GridSearchCV(cv='warn', error_score='raise-deprecating',
             estimator=Pipeline(memory=None,
                                steps=[('count_vect',
                                        CountVectorizer(analyzer='word',
                                                        binary=False,
                                                        decode_error='strict',
                                                        dtype=<class 'numpy.int64'>,
                                                        encoding='utf-8',
                                                        input='content',
                                                        lowercase=True,
                                                        max_df=1.0,
                                                        max_features=None,
                                                        min_df=1,
                                                        ngram_range=(1, 1),
                                 

In [16]:
CV3.best_params_

{'SVM__degree': 2,
 'SVM__kernel': 'rbf',
 'count_vect__max_df': 0.5,
 'count_vect__min_df': 0.005,
 'count_vect__ngram_range': (1, 1)}

In [17]:
# Support Vector Machine accuracy on the train set
y_pred_train3 = CV3.predict(X_train)
accuracy_score(y_train, y_pred_train3)

0.6420433270928055

In [18]:
# Support Vector Machine accuracy on the validation set
y_pred_val3 = CV3.predict(X_val)
accuracy_score(y_val, y_pred_val3)

0.6456201647117544

## Final evaluation

In [19]:
print(f'''Accuracy on the validation score:

LogisticRegression accuracy: {accuracy_score(y_val, y_pred_val).round(2)}
RandomForestClassifier accuracy: {accuracy_score(y_val, y_pred_val2).round(2)}
SupportVectorClassifier accuracy: {accuracy_score(y_val, y_pred_val3).round(2)}''')

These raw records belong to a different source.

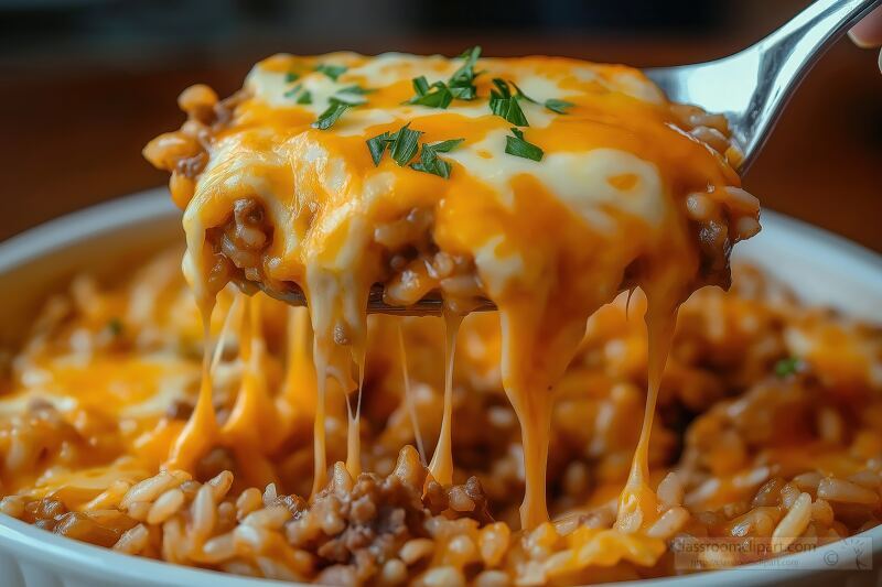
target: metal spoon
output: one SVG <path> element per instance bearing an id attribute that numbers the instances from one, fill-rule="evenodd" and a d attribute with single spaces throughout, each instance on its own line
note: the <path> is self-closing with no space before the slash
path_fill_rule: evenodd
<path id="1" fill-rule="evenodd" d="M 782 109 L 824 52 L 882 0 L 817 0 L 759 43 L 729 57 L 644 73 L 675 102 L 725 115 L 753 163 Z"/>
<path id="2" fill-rule="evenodd" d="M 848 29 L 880 4 L 882 0 L 817 0 L 771 35 L 730 57 L 656 67 L 644 73 L 671 101 L 725 115 L 732 140 L 744 154 L 739 167 L 744 173 L 808 69 Z M 291 305 L 306 305 L 303 292 L 295 285 L 283 292 L 244 280 L 237 285 L 246 292 L 262 290 Z M 495 306 L 482 300 L 475 309 L 490 311 Z M 384 302 L 383 287 L 375 285 L 368 296 L 367 311 L 440 315 L 443 300 L 438 294 L 429 294 L 411 306 L 392 306 Z"/>

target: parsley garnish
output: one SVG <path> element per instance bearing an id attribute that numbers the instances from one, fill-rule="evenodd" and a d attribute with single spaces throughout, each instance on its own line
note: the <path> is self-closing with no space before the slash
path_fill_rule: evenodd
<path id="1" fill-rule="evenodd" d="M 524 132 L 520 129 L 512 128 L 514 137 L 505 138 L 505 152 L 509 155 L 515 155 L 524 159 L 531 159 L 533 161 L 541 161 L 545 151 L 539 149 L 533 143 L 528 143 L 524 139 Z"/>
<path id="2" fill-rule="evenodd" d="M 438 153 L 448 153 L 464 140 L 465 139 L 450 139 L 438 143 L 422 143 L 420 160 L 418 163 L 411 163 L 410 169 L 423 173 L 431 173 L 444 180 L 450 178 L 450 163 L 443 159 L 439 159 Z"/>
<path id="3" fill-rule="evenodd" d="M 477 96 L 477 88 L 475 87 L 475 63 L 481 57 L 481 46 L 475 45 L 472 48 L 465 50 L 460 57 L 465 59 L 459 69 L 456 69 L 448 80 L 448 88 L 454 98 L 460 100 L 474 100 Z"/>
<path id="4" fill-rule="evenodd" d="M 120 336 L 122 334 L 122 320 L 119 318 L 110 318 L 107 320 L 107 329 L 110 330 L 111 335 Z"/>
<path id="5" fill-rule="evenodd" d="M 291 89 L 287 90 L 284 94 L 282 94 L 282 96 L 284 96 L 286 98 L 293 98 L 294 96 L 297 96 L 297 93 L 300 91 L 302 87 L 303 87 L 302 84 L 298 84 L 293 88 L 291 88 Z"/>
<path id="6" fill-rule="evenodd" d="M 386 149 L 389 155 L 400 166 L 410 163 L 417 154 L 418 142 L 422 132 L 411 130 L 408 122 L 396 132 L 386 131 L 381 134 L 367 140 L 367 149 L 370 151 L 370 159 L 374 165 L 379 165 Z M 431 173 L 443 178 L 450 177 L 451 165 L 447 161 L 439 159 L 438 153 L 448 153 L 455 149 L 464 139 L 450 139 L 437 143 L 422 143 L 420 148 L 420 160 L 410 163 L 410 169 L 423 173 Z"/>
<path id="7" fill-rule="evenodd" d="M 383 153 L 386 152 L 386 148 L 389 146 L 391 140 L 392 133 L 388 131 L 367 140 L 367 150 L 370 151 L 370 159 L 374 160 L 375 167 L 379 165 L 383 160 Z"/>
<path id="8" fill-rule="evenodd" d="M 474 100 L 477 96 L 475 77 L 478 75 L 474 68 L 480 56 L 480 46 L 465 51 L 460 55 L 465 59 L 465 63 L 450 76 L 447 83 L 435 81 L 429 85 L 426 76 L 415 77 L 412 84 L 416 96 L 406 104 L 417 104 L 430 108 L 447 108 L 454 98 L 458 100 Z"/>
<path id="9" fill-rule="evenodd" d="M 568 102 L 567 100 L 558 100 L 555 98 L 549 98 L 545 101 L 545 107 L 551 110 L 552 112 L 557 112 L 559 115 L 566 115 L 568 108 L 572 108 L 576 106 L 572 102 Z"/>
<path id="10" fill-rule="evenodd" d="M 431 86 L 426 80 L 426 76 L 412 79 L 416 96 L 410 98 L 407 104 L 418 104 L 430 108 L 447 108 L 453 101 L 453 94 L 443 81 L 435 81 Z"/>
<path id="11" fill-rule="evenodd" d="M 410 122 L 395 133 L 389 144 L 389 155 L 402 167 L 417 154 L 417 141 L 422 137 L 422 131 L 410 130 Z"/>
<path id="12" fill-rule="evenodd" d="M 421 131 L 410 130 L 410 122 L 408 122 L 396 132 L 386 131 L 368 139 L 367 149 L 370 151 L 374 165 L 379 165 L 388 146 L 391 157 L 404 167 L 417 154 L 417 141 L 421 135 Z"/>
<path id="13" fill-rule="evenodd" d="M 345 74 L 346 69 L 348 69 L 348 67 L 346 67 L 345 65 L 330 65 L 325 63 L 320 63 L 319 65 L 315 66 L 316 72 L 326 75 L 334 81 L 336 81 L 340 76 Z"/>
<path id="14" fill-rule="evenodd" d="M 491 111 L 512 124 L 529 127 L 530 123 L 527 122 L 527 117 L 524 116 L 524 110 L 520 109 L 518 97 L 512 95 L 512 90 L 505 79 L 496 77 L 493 79 L 493 85 L 496 86 L 496 89 L 490 90 Z"/>
<path id="15" fill-rule="evenodd" d="M 346 86 L 345 88 L 341 88 L 337 90 L 337 94 L 358 94 L 359 96 L 364 96 L 365 94 L 373 94 L 377 90 L 373 88 L 363 88 L 358 85 Z"/>
<path id="16" fill-rule="evenodd" d="M 787 357 L 775 363 L 775 374 L 781 379 L 795 376 L 803 369 L 803 361 L 796 357 Z"/>
<path id="17" fill-rule="evenodd" d="M 540 104 L 538 100 L 534 100 L 533 98 L 524 94 L 524 90 L 517 87 L 517 84 L 515 84 L 514 81 L 512 81 L 512 85 L 515 87 L 516 97 L 524 98 L 528 102 Z M 576 106 L 574 104 L 568 102 L 567 100 L 558 100 L 556 98 L 549 98 L 545 102 L 541 102 L 541 105 L 551 110 L 552 112 L 557 112 L 559 115 L 568 113 L 567 109 Z"/>
<path id="18" fill-rule="evenodd" d="M 312 128 L 319 130 L 330 129 L 334 122 L 336 122 L 340 117 L 343 116 L 343 112 L 345 112 L 349 106 L 352 105 L 331 98 L 327 109 L 319 116 L 315 122 L 312 123 Z"/>

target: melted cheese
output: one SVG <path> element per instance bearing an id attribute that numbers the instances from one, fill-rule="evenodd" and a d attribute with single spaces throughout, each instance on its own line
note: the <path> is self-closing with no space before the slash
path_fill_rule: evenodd
<path id="1" fill-rule="evenodd" d="M 343 66 L 345 72 L 332 79 L 316 70 L 320 64 Z M 212 137 L 208 163 L 186 204 L 186 275 L 203 307 L 211 307 L 209 231 L 229 221 L 236 200 L 257 199 L 272 227 L 261 252 L 266 284 L 294 283 L 310 306 L 315 492 L 327 479 L 329 383 L 335 381 L 344 392 L 353 389 L 347 374 L 352 357 L 358 363 L 359 409 L 349 417 L 347 468 L 352 475 L 361 470 L 365 307 L 370 286 L 389 273 L 389 251 L 375 241 L 375 229 L 411 210 L 430 210 L 433 244 L 471 260 L 484 295 L 498 308 L 503 385 L 520 421 L 524 444 L 524 528 L 548 520 L 545 471 L 552 393 L 582 339 L 585 320 L 625 280 L 628 286 L 641 286 L 650 308 L 649 399 L 617 522 L 620 530 L 639 530 L 655 515 L 647 446 L 674 316 L 679 303 L 702 284 L 698 229 L 687 216 L 686 199 L 704 194 L 724 210 L 717 226 L 728 222 L 729 240 L 712 244 L 723 259 L 739 238 L 739 219 L 755 224 L 756 210 L 745 208 L 743 200 L 730 202 L 740 193 L 731 189 L 739 178 L 725 157 L 689 135 L 671 105 L 639 72 L 550 57 L 481 59 L 475 67 L 482 72 L 475 81 L 477 99 L 453 100 L 447 109 L 406 104 L 413 94 L 412 78 L 444 80 L 460 65 L 440 56 L 352 53 L 278 55 L 259 63 L 246 80 L 247 98 L 232 122 Z M 297 79 L 289 81 L 290 77 Z M 561 115 L 520 100 L 529 120 L 521 130 L 544 150 L 541 161 L 505 152 L 512 124 L 487 105 L 491 80 L 497 77 L 517 84 L 538 102 L 572 102 Z M 333 96 L 353 85 L 369 90 L 365 104 L 347 109 L 330 129 L 312 128 Z M 302 91 L 310 93 L 311 104 L 298 104 Z M 463 139 L 443 154 L 452 165 L 449 178 L 398 165 L 388 154 L 375 165 L 366 141 L 404 124 L 423 133 L 421 142 Z M 175 196 L 182 199 L 186 198 Z M 456 325 L 449 318 L 443 420 L 430 467 L 442 483 L 452 482 L 453 472 Z M 251 340 L 248 328 L 244 330 Z M 352 352 L 341 349 L 340 333 L 345 333 L 342 338 Z M 303 348 L 302 340 L 297 348 Z M 178 438 L 173 464 L 192 466 L 217 442 L 233 443 L 247 454 L 259 443 L 272 445 L 271 434 L 257 438 L 248 432 L 266 431 L 278 417 L 258 376 L 258 349 L 254 341 L 243 346 L 248 376 L 232 422 L 223 428 L 211 406 L 206 368 L 200 402 Z M 294 359 L 303 368 L 302 357 L 292 357 L 292 365 Z M 313 404 L 306 403 L 311 411 Z"/>

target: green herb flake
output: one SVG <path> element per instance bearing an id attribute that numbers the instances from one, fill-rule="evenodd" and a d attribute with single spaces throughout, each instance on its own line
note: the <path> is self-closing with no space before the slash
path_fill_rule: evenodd
<path id="1" fill-rule="evenodd" d="M 493 79 L 493 85 L 496 89 L 490 90 L 490 109 L 491 111 L 507 120 L 512 124 L 518 127 L 529 127 L 527 117 L 524 110 L 520 109 L 518 97 L 512 95 L 508 84 L 498 77 Z"/>
<path id="2" fill-rule="evenodd" d="M 443 81 L 435 81 L 431 86 L 426 81 L 426 77 L 416 77 L 411 81 L 416 96 L 410 98 L 407 104 L 428 106 L 429 108 L 447 108 L 453 101 L 453 94 Z"/>
<path id="3" fill-rule="evenodd" d="M 460 57 L 465 59 L 459 69 L 456 69 L 448 80 L 448 89 L 451 95 L 459 100 L 474 100 L 477 96 L 477 88 L 475 87 L 475 73 L 474 67 L 481 57 L 481 47 L 474 46 L 463 52 Z"/>
<path id="4" fill-rule="evenodd" d="M 121 336 L 123 330 L 122 320 L 119 318 L 110 318 L 107 320 L 107 329 L 114 336 Z"/>
<path id="5" fill-rule="evenodd" d="M 800 361 L 796 357 L 787 357 L 786 359 L 781 359 L 778 362 L 775 363 L 775 374 L 779 379 L 786 379 L 788 377 L 795 376 L 802 370 L 803 370 L 803 361 Z"/>
<path id="6" fill-rule="evenodd" d="M 420 137 L 422 137 L 422 131 L 410 130 L 410 122 L 408 122 L 395 133 L 389 148 L 389 155 L 404 167 L 417 154 L 417 143 Z"/>
<path id="7" fill-rule="evenodd" d="M 513 128 L 512 134 L 514 137 L 505 138 L 505 152 L 509 155 L 515 155 L 524 159 L 531 159 L 533 161 L 541 161 L 545 151 L 537 145 L 527 142 L 524 139 L 524 132 L 520 129 Z"/>
<path id="8" fill-rule="evenodd" d="M 568 115 L 568 108 L 572 108 L 576 106 L 572 102 L 568 102 L 567 100 L 557 100 L 555 98 L 550 98 L 545 101 L 545 107 L 551 110 L 552 112 L 557 112 L 559 115 Z"/>
<path id="9" fill-rule="evenodd" d="M 444 180 L 450 178 L 451 164 L 438 156 L 438 153 L 449 153 L 465 139 L 450 139 L 437 143 L 423 143 L 420 151 L 420 160 L 411 163 L 410 169 L 423 173 L 431 173 Z"/>
<path id="10" fill-rule="evenodd" d="M 356 84 L 338 89 L 337 94 L 357 94 L 359 96 L 364 96 L 366 94 L 374 94 L 375 91 L 377 90 L 375 90 L 374 88 L 363 88 L 362 86 L 358 86 Z"/>
<path id="11" fill-rule="evenodd" d="M 404 167 L 417 154 L 420 137 L 422 137 L 422 132 L 410 130 L 410 122 L 408 122 L 396 132 L 386 131 L 368 139 L 366 141 L 367 149 L 370 151 L 370 159 L 374 160 L 374 165 L 379 165 L 383 154 L 388 148 L 389 155 L 398 165 Z"/>
<path id="12" fill-rule="evenodd" d="M 337 101 L 335 99 L 331 99 L 331 104 L 327 106 L 324 112 L 322 112 L 315 122 L 312 123 L 313 129 L 319 130 L 327 130 L 334 126 L 334 122 L 340 120 L 340 117 L 343 116 L 343 112 L 348 110 L 351 105 Z"/>
<path id="13" fill-rule="evenodd" d="M 346 69 L 348 69 L 348 67 L 345 65 L 331 65 L 327 63 L 320 63 L 315 66 L 316 72 L 326 75 L 334 81 L 336 81 L 340 76 L 345 74 Z"/>
<path id="14" fill-rule="evenodd" d="M 411 85 L 413 86 L 413 91 L 417 93 L 417 96 L 426 96 L 429 91 L 429 81 L 426 79 L 424 75 L 419 77 L 415 77 L 410 80 Z"/>
<path id="15" fill-rule="evenodd" d="M 375 167 L 383 161 L 383 154 L 386 152 L 386 148 L 389 146 L 391 141 L 392 133 L 390 132 L 384 132 L 383 134 L 377 134 L 367 140 L 367 149 L 370 151 L 370 159 L 374 160 Z"/>
<path id="16" fill-rule="evenodd" d="M 535 100 L 535 99 L 530 98 L 529 96 L 527 96 L 526 94 L 524 94 L 524 90 L 520 89 L 519 87 L 517 87 L 517 84 L 515 84 L 514 81 L 510 81 L 510 84 L 515 87 L 515 97 L 525 99 L 528 102 L 539 104 L 538 100 Z M 567 100 L 558 100 L 556 98 L 549 98 L 548 100 L 542 102 L 541 106 L 545 106 L 546 108 L 548 108 L 552 112 L 557 112 L 559 115 L 567 115 L 567 113 L 569 113 L 569 112 L 567 112 L 567 109 L 568 108 L 572 108 L 576 105 L 572 104 L 572 102 L 568 102 Z"/>
<path id="17" fill-rule="evenodd" d="M 300 91 L 302 88 L 303 88 L 303 86 L 301 84 L 298 84 L 293 88 L 291 88 L 291 89 L 287 90 L 284 94 L 282 94 L 282 96 L 284 96 L 286 98 L 293 98 L 294 96 L 297 96 L 297 93 Z"/>

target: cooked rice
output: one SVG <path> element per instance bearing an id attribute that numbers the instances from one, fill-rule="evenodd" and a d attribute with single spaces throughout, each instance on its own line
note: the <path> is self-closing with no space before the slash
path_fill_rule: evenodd
<path id="1" fill-rule="evenodd" d="M 394 230 L 387 232 L 380 238 L 392 241 Z M 448 261 L 438 263 L 453 271 Z M 432 319 L 372 318 L 377 343 L 367 359 L 362 443 L 364 469 L 373 472 L 353 479 L 337 464 L 325 490 L 309 502 L 301 497 L 312 474 L 309 409 L 275 452 L 218 446 L 194 475 L 159 470 L 160 461 L 144 456 L 152 450 L 146 438 L 159 442 L 162 431 L 183 425 L 202 356 L 193 302 L 170 269 L 175 262 L 174 253 L 164 256 L 110 289 L 79 279 L 35 320 L 2 383 L 0 512 L 182 565 L 284 580 L 426 586 L 655 577 L 678 572 L 667 548 L 677 536 L 762 537 L 783 552 L 799 536 L 853 535 L 882 515 L 882 333 L 803 307 L 749 268 L 736 272 L 733 292 L 701 291 L 680 313 L 650 452 L 659 518 L 645 533 L 612 530 L 644 401 L 636 298 L 630 319 L 624 300 L 591 319 L 557 390 L 552 524 L 517 531 L 521 448 L 499 383 L 493 315 L 463 326 L 450 487 L 427 483 L 411 447 L 413 420 L 427 441 L 440 426 L 442 333 Z M 281 389 L 279 325 L 288 311 L 260 303 L 267 382 Z M 225 291 L 215 333 L 230 305 Z M 123 325 L 117 334 L 108 334 L 112 319 Z M 417 418 L 405 402 L 399 324 Z M 243 369 L 238 339 L 226 336 L 215 371 L 222 423 Z M 65 369 L 126 361 L 139 369 L 139 361 L 173 362 L 184 374 L 165 395 L 122 379 L 98 391 L 69 383 L 52 392 L 47 383 L 67 377 Z M 123 383 L 128 395 L 119 400 Z M 119 415 L 136 404 L 140 411 Z M 330 453 L 342 460 L 343 399 L 329 417 Z M 267 481 L 248 487 L 256 468 Z"/>

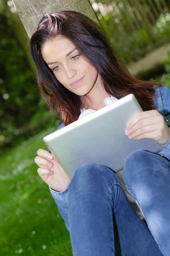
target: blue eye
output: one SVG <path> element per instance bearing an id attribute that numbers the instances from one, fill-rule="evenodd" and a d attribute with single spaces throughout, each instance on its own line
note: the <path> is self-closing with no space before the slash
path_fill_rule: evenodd
<path id="1" fill-rule="evenodd" d="M 53 68 L 53 69 L 52 70 L 53 71 L 54 71 L 54 70 L 55 70 L 55 71 L 57 71 L 57 70 L 59 70 L 59 69 L 56 69 L 56 67 L 58 67 L 58 66 L 56 66 L 56 67 L 54 67 L 54 68 Z"/>
<path id="2" fill-rule="evenodd" d="M 73 57 L 72 57 L 72 59 L 74 60 L 74 61 L 75 61 L 76 60 L 77 60 L 78 59 L 78 58 L 79 58 L 79 57 L 80 56 L 80 55 L 76 55 L 75 56 L 74 56 Z M 75 57 L 76 57 L 76 58 L 75 58 Z M 52 71 L 57 71 L 59 70 L 59 68 L 58 68 L 57 69 L 56 69 L 56 68 L 57 67 L 59 67 L 59 65 L 58 66 L 56 66 L 56 67 L 54 67 L 54 68 L 53 68 L 52 69 Z"/>

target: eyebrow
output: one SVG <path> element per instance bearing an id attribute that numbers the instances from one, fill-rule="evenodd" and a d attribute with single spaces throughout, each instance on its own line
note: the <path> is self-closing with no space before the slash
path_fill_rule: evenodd
<path id="1" fill-rule="evenodd" d="M 65 55 L 65 57 L 68 57 L 69 55 L 70 55 L 70 54 L 72 53 L 73 52 L 74 52 L 75 50 L 76 50 L 77 49 L 77 48 L 75 48 L 74 49 L 73 49 L 72 50 L 71 50 L 71 51 L 70 51 L 70 52 L 69 52 L 67 53 L 67 54 Z M 47 63 L 47 65 L 52 65 L 52 64 L 55 64 L 55 63 L 57 63 L 57 61 L 54 61 L 54 62 L 48 62 Z"/>

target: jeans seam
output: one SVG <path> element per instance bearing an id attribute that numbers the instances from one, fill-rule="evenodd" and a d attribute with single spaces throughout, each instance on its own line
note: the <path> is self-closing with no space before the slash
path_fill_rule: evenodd
<path id="1" fill-rule="evenodd" d="M 140 217 L 140 216 L 139 215 L 139 214 L 138 214 L 138 213 L 137 213 L 137 212 L 136 212 L 136 210 L 135 210 L 135 209 L 134 209 L 133 208 L 133 206 L 132 206 L 132 204 L 130 204 L 130 201 L 129 201 L 129 199 L 128 199 L 128 197 L 127 197 L 127 196 L 126 195 L 126 193 L 125 193 L 124 190 L 123 189 L 123 188 L 122 187 L 122 186 L 121 186 L 121 185 L 120 185 L 119 184 L 119 183 L 113 183 L 113 184 L 112 185 L 112 186 L 111 186 L 111 188 L 111 188 L 111 189 L 112 188 L 112 187 L 113 187 L 113 186 L 114 185 L 118 185 L 118 186 L 119 186 L 119 187 L 120 188 L 120 189 L 122 189 L 122 190 L 123 191 L 123 192 L 125 193 L 125 197 L 126 197 L 126 198 L 127 198 L 127 200 L 128 200 L 128 202 L 129 202 L 129 204 L 130 204 L 130 206 L 131 206 L 131 208 L 132 208 L 133 210 L 134 211 L 134 212 L 135 212 L 135 213 L 136 213 L 136 215 L 137 215 L 137 216 L 138 217 L 138 218 L 139 218 L 140 220 L 141 221 L 142 221 L 142 222 L 143 223 L 143 224 L 144 224 L 144 225 L 145 225 L 145 226 L 147 228 L 147 229 L 148 230 L 149 230 L 149 231 L 150 231 L 150 232 L 151 232 L 150 230 L 149 229 L 149 228 L 148 228 L 148 227 L 147 227 L 147 226 L 146 225 L 145 223 L 144 222 L 144 221 L 143 221 L 143 220 L 142 220 L 142 218 L 141 218 L 141 217 Z M 112 198 L 112 197 L 111 197 L 111 200 L 110 200 L 110 204 L 111 204 L 111 200 L 113 200 L 113 198 Z"/>

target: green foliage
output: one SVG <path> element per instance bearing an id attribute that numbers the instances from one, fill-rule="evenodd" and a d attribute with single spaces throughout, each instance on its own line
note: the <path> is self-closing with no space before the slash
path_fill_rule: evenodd
<path id="1" fill-rule="evenodd" d="M 112 2 L 113 5 L 113 2 Z M 161 14 L 155 24 L 152 24 L 154 37 L 143 26 L 136 29 L 133 26 L 130 16 L 125 15 L 125 7 L 120 3 L 119 8 L 102 16 L 99 11 L 98 17 L 111 42 L 115 52 L 125 64 L 135 61 L 154 49 L 169 43 L 170 36 L 170 14 Z"/>
<path id="2" fill-rule="evenodd" d="M 71 256 L 69 232 L 34 162 L 53 125 L 0 157 L 0 255 Z"/>
<path id="3" fill-rule="evenodd" d="M 11 143 L 28 123 L 39 104 L 34 74 L 13 29 L 0 9 L 0 146 Z"/>

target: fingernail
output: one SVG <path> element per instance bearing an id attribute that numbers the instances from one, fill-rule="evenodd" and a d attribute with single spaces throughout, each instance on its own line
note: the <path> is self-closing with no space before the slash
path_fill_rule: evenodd
<path id="1" fill-rule="evenodd" d="M 49 163 L 48 164 L 48 166 L 49 167 L 52 167 L 52 166 L 53 166 L 53 164 L 52 163 Z"/>

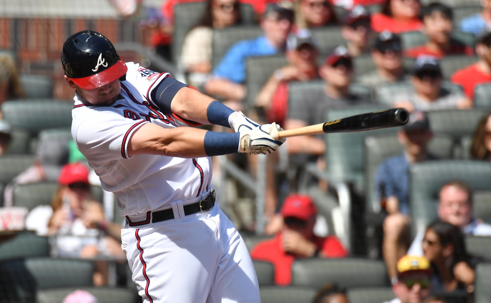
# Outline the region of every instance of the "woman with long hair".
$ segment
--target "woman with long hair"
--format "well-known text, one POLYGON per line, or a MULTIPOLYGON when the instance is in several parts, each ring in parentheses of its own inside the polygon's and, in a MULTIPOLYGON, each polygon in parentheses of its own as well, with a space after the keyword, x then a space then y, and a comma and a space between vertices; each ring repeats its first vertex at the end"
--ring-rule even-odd
POLYGON ((189 73, 191 84, 203 83, 212 69, 214 29, 222 29, 241 23, 238 0, 208 0, 204 13, 190 30, 183 42, 181 64, 189 73))
POLYGON ((472 290, 478 260, 467 253, 460 228, 436 221, 426 229, 422 246, 432 265, 434 290, 472 290))
POLYGON ((474 160, 491 161, 491 113, 477 125, 470 145, 470 155, 474 160))
POLYGON ((423 27, 419 0, 387 0, 382 12, 372 15, 372 28, 377 32, 419 30, 423 27))

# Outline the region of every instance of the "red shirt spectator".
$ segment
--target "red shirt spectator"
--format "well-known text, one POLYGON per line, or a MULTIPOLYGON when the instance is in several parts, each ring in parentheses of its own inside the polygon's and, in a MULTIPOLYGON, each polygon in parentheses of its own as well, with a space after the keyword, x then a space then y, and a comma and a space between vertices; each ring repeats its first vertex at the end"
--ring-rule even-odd
POLYGON ((455 72, 450 81, 462 86, 469 99, 473 100, 476 85, 491 82, 491 74, 485 73, 479 68, 478 64, 474 63, 455 72))
POLYGON ((292 264, 297 258, 348 255, 342 244, 334 236, 320 238, 314 235, 317 209, 308 196, 288 196, 283 202, 281 214, 285 225, 284 229, 274 238, 258 243, 250 253, 254 260, 273 264, 277 285, 291 283, 292 264))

Accuracy on the validation score:

LogisticRegression accuracy: 0.68
RandomForestClassifier accuracy: 0.66
SupportVectorClassifier accuracy: 0.65


Based on these scores I recommend Logistic Regression model with best_params:
- regularization: 0.5

and Count Vectorizer with parameters:
- max_df: 0.5,
- min_df: 0.005,
- ngram_range: (1,2).


Now I'm going to run the final check on the test subset using only 1 model.

In [20]:
# Model accuracy on the test set is...
y_pred_test = CV.predict(X_test)
accuracy_score(y_test, y_pred_test)

0.6823059645620164

In [21]:
# while the train set accuracy was...
accuracy_score(y_train, y_pred_train)

0.6831773201390746

In [23]:
# and the 'dummy' model (assigning the most common group's label to every prediction) would give...
np.mean(y_test == np.mean(y_train).round(0))

0.5672572997254804

It seems that the model I prepared is better than random and isn't overfitted at the same time. The accuracy isn't that great, but broader grid search might have helped. Also, dimensionality reduction would be a good idea to try.